Getting patients on their feet faster

The little things were agony, says Gary Gierlichs.

“Little things, like putting your socks on or putting your leg in the car,” he says. “I deteriorated pretty fast, which was tough for an active person like me. Hip replacement changed my life—I can’t say enough about it.”

In 2018, Dr. Tim Bell and his surgical team performed a hip replacement on Gary at Penticton Regional Hospital using a relatively new procedure for Interior Health called the direct anterior approach. This approach allows the surgeon to replace the hip without cutting through muscle and tendon. As a result, patients like Gary experience less pain and are up and moving sooner, often on the same day as the surgery.

“I was thrilled when Dr. Bell told me I could play pickleball at seven and a half weeks after my surgery,” says Gary. “And I did—very gingerly, of course.”

Dr. Bell is thrilled with the difference this procedure has made for his patients.

“What’s most enjoyable for me is seeing patients accomplish tasks after their surgery that they’ve been unable to do because of debilitating pain,” says Dr. Bell, who has now performed hundreds of these surgeries.

The direct anterior approach for hip replacement also adopts many of the elements of Enhanced Recovery After Surgery (ERAS). ERAS is an area of focus across Interior Health and uses evidence to minimize the stress of surgery and return the patient to their regular activity sooner.

For example, “drinking clear fluids close to the time of surgery gives the body energy to heal,” says Andrea Lindsay,  a project manager for surgical initiatives at Penticton Regional Hospital. “Using narcotic and non-narcotic pain medications can also reduce or prevent nausea and delirium. And having the patient up and moving helps reduce the risk of muscle loss and the development of blood clots.

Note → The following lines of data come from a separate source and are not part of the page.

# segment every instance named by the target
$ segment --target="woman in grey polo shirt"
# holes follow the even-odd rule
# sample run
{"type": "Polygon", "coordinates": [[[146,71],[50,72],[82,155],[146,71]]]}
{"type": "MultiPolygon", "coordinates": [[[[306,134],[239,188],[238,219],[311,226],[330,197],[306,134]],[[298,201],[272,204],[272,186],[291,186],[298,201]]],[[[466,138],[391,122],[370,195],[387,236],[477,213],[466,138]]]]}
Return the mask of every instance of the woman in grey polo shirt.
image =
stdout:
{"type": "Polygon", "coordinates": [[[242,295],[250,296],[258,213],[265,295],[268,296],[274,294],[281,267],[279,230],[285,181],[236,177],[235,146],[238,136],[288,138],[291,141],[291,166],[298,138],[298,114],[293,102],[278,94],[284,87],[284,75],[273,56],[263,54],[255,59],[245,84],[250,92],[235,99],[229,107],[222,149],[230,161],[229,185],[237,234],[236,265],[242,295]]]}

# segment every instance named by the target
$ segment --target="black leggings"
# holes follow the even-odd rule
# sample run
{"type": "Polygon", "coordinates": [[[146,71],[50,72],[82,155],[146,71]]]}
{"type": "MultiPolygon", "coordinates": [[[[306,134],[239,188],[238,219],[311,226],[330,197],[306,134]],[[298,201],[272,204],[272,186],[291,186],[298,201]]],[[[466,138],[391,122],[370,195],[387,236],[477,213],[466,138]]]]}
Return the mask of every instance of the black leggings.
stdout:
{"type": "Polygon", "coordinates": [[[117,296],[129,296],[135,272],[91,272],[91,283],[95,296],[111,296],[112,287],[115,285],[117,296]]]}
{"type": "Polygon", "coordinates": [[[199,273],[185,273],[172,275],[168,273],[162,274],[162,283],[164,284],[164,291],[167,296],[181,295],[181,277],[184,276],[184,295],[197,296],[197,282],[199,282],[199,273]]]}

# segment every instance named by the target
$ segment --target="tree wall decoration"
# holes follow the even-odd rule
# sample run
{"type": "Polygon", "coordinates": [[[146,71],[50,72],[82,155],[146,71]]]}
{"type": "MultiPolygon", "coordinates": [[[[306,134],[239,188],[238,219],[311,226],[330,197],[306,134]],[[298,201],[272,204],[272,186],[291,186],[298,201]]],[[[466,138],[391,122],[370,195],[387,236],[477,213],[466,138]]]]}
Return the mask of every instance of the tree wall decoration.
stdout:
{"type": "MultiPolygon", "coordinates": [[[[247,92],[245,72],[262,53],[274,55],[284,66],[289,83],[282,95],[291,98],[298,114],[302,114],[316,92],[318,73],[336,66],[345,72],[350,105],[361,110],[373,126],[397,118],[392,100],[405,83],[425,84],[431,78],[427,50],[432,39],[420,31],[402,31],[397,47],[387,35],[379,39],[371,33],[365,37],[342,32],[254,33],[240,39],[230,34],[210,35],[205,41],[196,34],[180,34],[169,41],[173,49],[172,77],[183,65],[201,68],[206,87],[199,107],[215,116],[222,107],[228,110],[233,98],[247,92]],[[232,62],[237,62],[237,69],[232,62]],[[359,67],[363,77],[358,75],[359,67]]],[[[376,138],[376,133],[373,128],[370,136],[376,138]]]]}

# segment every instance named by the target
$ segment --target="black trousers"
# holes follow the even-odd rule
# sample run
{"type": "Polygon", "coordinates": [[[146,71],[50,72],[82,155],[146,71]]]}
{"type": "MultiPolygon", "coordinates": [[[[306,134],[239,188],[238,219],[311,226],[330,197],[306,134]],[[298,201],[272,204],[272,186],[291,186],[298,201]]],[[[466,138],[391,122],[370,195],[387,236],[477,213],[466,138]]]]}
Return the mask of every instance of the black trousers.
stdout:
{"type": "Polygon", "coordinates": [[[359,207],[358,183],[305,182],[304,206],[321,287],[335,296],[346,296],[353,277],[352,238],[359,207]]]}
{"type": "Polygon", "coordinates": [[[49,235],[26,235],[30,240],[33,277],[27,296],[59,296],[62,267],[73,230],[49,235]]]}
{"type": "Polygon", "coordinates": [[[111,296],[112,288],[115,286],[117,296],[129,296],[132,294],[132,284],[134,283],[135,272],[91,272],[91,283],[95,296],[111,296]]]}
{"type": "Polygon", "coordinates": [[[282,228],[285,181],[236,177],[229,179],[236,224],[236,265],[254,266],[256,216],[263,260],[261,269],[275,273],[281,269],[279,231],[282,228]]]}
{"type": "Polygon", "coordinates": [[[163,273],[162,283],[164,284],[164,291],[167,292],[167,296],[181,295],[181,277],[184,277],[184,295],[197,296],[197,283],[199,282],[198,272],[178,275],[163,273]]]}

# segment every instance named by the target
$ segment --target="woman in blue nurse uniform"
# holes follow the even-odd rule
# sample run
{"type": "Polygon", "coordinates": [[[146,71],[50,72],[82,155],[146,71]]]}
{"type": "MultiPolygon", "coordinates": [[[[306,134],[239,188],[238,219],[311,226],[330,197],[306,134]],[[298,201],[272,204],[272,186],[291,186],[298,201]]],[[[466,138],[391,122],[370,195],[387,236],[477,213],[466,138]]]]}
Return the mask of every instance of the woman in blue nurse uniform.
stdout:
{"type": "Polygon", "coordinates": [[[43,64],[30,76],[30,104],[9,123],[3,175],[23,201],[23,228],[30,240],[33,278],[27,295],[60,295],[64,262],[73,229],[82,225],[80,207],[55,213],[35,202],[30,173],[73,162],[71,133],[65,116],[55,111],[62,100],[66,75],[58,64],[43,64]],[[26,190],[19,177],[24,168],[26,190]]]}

“If patients and their families are informed and prepared, they have less anxiety and a better experience.”

ERAS also includes lifestyle changes prior to surgery, for example, diet changes to reduce anemia, reducing smoking to reduce pneumonia risk, and strengthening the upper body in order to get in and out of a chair more easily.

“Hip replacement is still a major surgery, so it’s expected that patients will experience some level of pain. However, following some of the preparations of ERAS can reduce complications after surgery and shorten the time the patient needs to stay in hospital,” says Andrea.

And Gary? He’s now enjoying more activity than he has in years. Following his recovery period, Gary went on a holiday to Mexico, played pickleball three or four times a week, and rode his e-bike 60 to 70 kilometres a day.